When we travel, when we meet people, we mysteriously connect with some places, some individuals more than others. Whatever energy Lahiri infused into this novel, into each of its characters, whether consciously or unconsciously, felt to me, in the deepest core of my being, true.
And this isn’t to say that I don’t have my list of other books I’ve embraced after finishing – Life After Life by Kate Atkinson was one, as was Lynn Coady’s The Antagonist and Karen Joy Fowler’s We Are All Completely Beside Ourselves and Where the Red Fern Grows (when I was a kid) and many more.
But The Lowland hit me especially deeply, so upon ending the book I truly felt like I had wandered into a living, fully realized world and now had to leave. When I read the last word and closed the covers it was like I was returning from a particularly intense and meaningful trip, one that had changed my life.

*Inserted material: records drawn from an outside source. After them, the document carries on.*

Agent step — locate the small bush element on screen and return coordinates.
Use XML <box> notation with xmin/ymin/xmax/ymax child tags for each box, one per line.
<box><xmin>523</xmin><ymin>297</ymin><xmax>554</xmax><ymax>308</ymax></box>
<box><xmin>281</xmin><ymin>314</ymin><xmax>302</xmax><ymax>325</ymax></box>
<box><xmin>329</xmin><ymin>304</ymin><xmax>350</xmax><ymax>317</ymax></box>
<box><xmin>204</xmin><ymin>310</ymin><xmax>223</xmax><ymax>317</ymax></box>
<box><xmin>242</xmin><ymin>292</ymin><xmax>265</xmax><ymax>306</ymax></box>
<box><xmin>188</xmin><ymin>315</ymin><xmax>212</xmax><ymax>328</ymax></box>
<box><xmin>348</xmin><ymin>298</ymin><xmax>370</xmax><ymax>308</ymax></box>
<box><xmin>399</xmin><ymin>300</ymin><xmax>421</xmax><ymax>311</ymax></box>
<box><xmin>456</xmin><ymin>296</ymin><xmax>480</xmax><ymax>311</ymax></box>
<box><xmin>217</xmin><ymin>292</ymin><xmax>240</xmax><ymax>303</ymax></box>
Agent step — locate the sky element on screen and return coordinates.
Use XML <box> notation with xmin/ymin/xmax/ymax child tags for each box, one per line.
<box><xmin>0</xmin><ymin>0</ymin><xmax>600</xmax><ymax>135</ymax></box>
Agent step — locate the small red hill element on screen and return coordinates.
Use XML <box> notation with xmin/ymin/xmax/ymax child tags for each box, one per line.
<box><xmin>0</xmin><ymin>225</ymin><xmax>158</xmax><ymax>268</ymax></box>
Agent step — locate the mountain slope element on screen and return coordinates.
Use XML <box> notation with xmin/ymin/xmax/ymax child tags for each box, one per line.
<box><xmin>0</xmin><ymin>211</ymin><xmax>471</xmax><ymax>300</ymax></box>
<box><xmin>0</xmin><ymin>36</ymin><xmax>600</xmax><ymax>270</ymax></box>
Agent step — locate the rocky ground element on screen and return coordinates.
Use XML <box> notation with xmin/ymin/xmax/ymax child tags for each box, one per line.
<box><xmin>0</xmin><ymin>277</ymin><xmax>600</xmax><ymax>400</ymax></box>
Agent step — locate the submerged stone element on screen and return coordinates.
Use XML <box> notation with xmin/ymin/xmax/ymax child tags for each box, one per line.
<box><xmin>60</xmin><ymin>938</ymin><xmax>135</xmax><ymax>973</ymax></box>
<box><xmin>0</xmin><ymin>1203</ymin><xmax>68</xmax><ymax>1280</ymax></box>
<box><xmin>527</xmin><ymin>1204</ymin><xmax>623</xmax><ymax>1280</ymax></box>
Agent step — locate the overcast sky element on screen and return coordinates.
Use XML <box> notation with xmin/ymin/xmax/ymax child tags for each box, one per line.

Maybe this is because I was grieving when I read it; or because it so delicately and truthfully deals with death and tragedy and the traumatic, life-altering impact of each. Because it addresses human frailty without judgement. Because the writing itself – the imagery, the description – is so beautiful and slow, drawing one into its density in a way that’s like floating into a living marsh.
[youtube]https://www.youtube.com/watch?v=57oe5jf6AGs[/youtube]
All of this is true.
And this, of course, is what we writers reach for. To create the deepest possible sense of a place, a time, our created people. And to go further: infuse our stories with energy, make them actually live.
Imagine this as your job?
(It’s a good thing we get to wear pajamas whenever we want, and the dog can sleep at our feet – unless he’s up to no good).
Since I’ve been home, I brought these new understandings to the redraft of a story that’s flummoxed me for years. It’s been rejected several times, even though I know there’s something good there, and each time I take another look at it, scrape at the surface, dig for its core, similar to how Trevor Corkum puts it: “[writing short stories] feels sometimes like some kind of dark art or wooing—you have to listen very carefully, trust your intuition, know when to push, when to hold back, when to coax or whisper sweetly, when to beg forgiveness, when to let things lie. It’s a lot like being in a relationship.”
I realized that the story needed love. It needed vulnerability. It needed softness and yearning, actions ruled by the character’s heart not her head, and a serious removal of (the writer’s) quiet judgement.
Once I understood that, I got a whole lot closer to its truth, its character’s truth. I feel that I infused it (her) with a new spirit, with a bit more soul.
And I’m happy to say that it will be published in the months to come, along with two other stories, in Little Fiction, The New Quarterly, and Taddle Creek. I’ll keep you posted.
What a recommendation you have made for The Lowland. And thanks for binging attention to the need for characters’ vulnerability too.
I especially appreciated your articulation of the connectedness we seek in our writing. Thank you, Lauren, and congrats!
Thank you, Ruth! Yes, connectedness: something I am learning about more these days. I think the willingness to make characters vulnerable is somehow key… Perhaps a post on that in future.